For prime sales above Dh10 million, from the whole of last year until June, we've seen a large number of transactions taking place. Our figures show that the villas sold in Emirates Hills in the first half of 2015 are as many as those sold over last year. We have noticed a very slight reduction in average prices per square foot from Dh2,775 to Dh2,040 in the prime residential properties that were sold recently.

In great demand

In terms of value for money for these luxury properties, this drop of Dh735 is insignificant, given that their sizes vary significantly and dilute the average price.

When we look at how the market is faring in terms of prime residential areas, we see that prime properties continue to be greatly in demand. This is the case because of their superior location in well-established, highly desirable areas, the quality of design, build, architectural significance and specifications, and the quality of their surroundings.

There is also fierce competition to own such properties from both Emiratis and expats, which inevitably pushes the price higher. Take a look at Palm Jumeirah, for example — it's a unique environment in which to live, and the luxury villas on the fronds are some of the most exclusive and sought-after real estate in the city, if not the world. Interest in property there remains extremely high due to the prime location and amount of money people have already invested in established properties.

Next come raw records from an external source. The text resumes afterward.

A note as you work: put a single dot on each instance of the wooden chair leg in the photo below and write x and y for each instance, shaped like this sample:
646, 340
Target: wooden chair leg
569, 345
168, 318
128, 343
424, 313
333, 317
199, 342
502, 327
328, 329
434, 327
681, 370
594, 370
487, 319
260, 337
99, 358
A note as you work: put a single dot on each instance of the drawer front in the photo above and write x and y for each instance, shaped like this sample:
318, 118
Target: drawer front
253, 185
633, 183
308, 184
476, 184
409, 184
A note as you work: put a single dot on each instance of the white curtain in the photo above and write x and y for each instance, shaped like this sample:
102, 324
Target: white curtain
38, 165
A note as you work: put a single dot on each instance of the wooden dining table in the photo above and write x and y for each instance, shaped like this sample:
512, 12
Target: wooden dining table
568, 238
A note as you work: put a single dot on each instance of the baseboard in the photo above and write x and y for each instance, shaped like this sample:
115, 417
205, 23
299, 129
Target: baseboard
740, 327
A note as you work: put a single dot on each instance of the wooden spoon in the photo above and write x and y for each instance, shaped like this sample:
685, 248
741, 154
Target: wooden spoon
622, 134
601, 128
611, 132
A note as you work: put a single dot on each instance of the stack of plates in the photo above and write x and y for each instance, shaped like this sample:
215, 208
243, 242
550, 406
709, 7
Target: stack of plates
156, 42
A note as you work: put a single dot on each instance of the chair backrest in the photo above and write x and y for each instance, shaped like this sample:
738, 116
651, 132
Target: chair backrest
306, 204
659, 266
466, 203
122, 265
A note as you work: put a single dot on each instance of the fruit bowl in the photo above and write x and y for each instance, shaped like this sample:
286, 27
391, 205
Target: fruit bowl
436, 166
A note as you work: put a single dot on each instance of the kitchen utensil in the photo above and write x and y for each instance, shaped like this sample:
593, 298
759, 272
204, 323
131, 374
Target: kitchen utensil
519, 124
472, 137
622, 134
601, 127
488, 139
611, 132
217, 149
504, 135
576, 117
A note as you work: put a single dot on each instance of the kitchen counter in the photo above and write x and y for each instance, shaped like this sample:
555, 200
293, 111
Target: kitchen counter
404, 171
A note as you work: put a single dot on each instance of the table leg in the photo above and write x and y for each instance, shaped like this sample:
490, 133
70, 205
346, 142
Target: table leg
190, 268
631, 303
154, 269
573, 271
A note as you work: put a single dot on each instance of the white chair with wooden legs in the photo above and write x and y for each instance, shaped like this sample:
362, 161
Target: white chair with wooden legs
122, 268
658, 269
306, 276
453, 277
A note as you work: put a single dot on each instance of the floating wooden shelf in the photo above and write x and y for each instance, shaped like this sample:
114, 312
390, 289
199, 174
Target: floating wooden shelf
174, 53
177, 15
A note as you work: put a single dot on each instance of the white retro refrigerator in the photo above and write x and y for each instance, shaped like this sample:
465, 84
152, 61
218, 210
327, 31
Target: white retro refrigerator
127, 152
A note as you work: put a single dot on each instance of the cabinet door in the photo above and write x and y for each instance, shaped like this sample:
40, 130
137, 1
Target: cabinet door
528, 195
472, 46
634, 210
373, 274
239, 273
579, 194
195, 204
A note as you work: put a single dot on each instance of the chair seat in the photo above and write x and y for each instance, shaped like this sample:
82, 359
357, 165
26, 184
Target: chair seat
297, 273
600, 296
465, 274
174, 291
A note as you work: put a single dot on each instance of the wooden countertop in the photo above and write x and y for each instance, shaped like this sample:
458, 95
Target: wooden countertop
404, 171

Prices for prime villas reached an average of Dh6,000 per square foot last year, which is almost three times the average price of prime property in other areas of Dubai. So far in 2015, we've seen indications that if sales volumes continue at the current level, there will be more successful sales this year than in 2014.

On top of this, the Palm has already seen three sales exceed the Dh70-million mark this year, which gives us an indication that the market for exclusive villa there remains strong. Our figures clearly show that not only are sales holding steady but average prices look set to continue to shadow last year's prices, with only a marginal drop in the average.

In some of the city's most highly desirable areas such as Dubai Marina, The Lakes and Arabian Ranches, which have established communities and few properties regularly coming on to the market, prices are actually increasing.

A positive outlook

Dubai Marina, for example, has seen an increase of Dh873 so far this year, compared to last year's prices. Similarly, the cost of properties in Arabian Ranches has risen by Dh234. This may not be as much of an increase as we have seen on the Palm, but we must take into account the differentiation between the style and standard of the properties in the two locations along with size.

While smaller-scale properties such as apartments in non-prime locations are facing fierce competition because of the increase in supply—there are around 25,000 units due to be completed this year alone — prime residential property is valued for its scarcity and the level of luxury, which owners expect as standard. The economic issues in Europe (such as the fallout from Greece's negotiations with its European creditors), ongoing sanctions on Russia and the drop in oil prices (which are gradually regaining value as expected) may account for some of the fall in sales and prices in the non-prime market, but our clients remain unaffected by such influences. We can confidently say that prime is definitely not in decline.